Luis Haggenmüller ist ein gut aussehender junger Mann. Er trägt modische Kleidung und eine modische Frisur. Wenn er lächelt – und Luis lächelt oft – dann zeigt sich eine Spange. Er engagiert sich ehrenamtlich bei den Johannitern in Kißlegg, seiner Heimatgemeinde. Eigentlich ist Luis mit allem gesegnet, was sich ein 15-Jähriger wünschen könnte – außer mit zwei gesunden Armen.
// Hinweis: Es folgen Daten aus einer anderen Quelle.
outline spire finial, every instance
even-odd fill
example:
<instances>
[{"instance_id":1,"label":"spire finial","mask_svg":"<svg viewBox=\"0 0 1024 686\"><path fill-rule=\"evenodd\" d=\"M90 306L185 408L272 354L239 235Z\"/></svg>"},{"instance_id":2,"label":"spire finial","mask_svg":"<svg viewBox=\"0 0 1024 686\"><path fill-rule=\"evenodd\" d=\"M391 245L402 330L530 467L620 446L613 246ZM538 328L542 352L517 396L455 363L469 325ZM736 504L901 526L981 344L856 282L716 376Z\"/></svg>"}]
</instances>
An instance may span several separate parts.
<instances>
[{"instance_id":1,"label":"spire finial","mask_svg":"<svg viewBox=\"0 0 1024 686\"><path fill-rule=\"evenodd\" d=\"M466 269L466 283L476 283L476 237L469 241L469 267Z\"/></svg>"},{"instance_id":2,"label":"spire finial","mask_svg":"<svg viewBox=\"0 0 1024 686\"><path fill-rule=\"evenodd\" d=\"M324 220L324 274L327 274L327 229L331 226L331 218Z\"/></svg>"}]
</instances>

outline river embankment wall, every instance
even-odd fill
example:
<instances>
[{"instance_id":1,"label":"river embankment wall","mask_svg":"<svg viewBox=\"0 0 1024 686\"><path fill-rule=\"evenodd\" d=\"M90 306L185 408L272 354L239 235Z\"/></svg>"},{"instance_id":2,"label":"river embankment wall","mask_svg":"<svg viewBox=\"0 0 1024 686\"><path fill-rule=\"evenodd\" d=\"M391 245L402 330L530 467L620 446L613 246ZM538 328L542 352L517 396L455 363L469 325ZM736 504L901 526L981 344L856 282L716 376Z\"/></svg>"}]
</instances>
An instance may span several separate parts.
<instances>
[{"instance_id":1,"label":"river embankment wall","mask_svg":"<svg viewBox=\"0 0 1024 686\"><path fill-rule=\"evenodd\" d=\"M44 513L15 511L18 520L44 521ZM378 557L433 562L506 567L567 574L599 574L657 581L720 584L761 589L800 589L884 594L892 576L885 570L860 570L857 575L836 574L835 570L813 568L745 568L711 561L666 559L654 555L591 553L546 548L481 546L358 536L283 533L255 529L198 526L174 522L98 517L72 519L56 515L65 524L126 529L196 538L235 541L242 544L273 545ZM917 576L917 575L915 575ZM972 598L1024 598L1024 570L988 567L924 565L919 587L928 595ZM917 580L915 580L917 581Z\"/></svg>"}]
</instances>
Luis ist ohne linken Unterarm zur Welt gekommen. Mit Prothesen hat er deshalb schon sein Leben lang Erfahrung. Aber wie das nun mal so ist bei Heranwachsenden: Gerade erst angeschafft, ist das Stück schon wieder zu klein. Doch jetzt ist alles anders. Denn jetzt ist er in einem Alter, in dem er vermutlich nicht mehr wachsen wird. Und wenn, dann wahrscheinlich nur wenig.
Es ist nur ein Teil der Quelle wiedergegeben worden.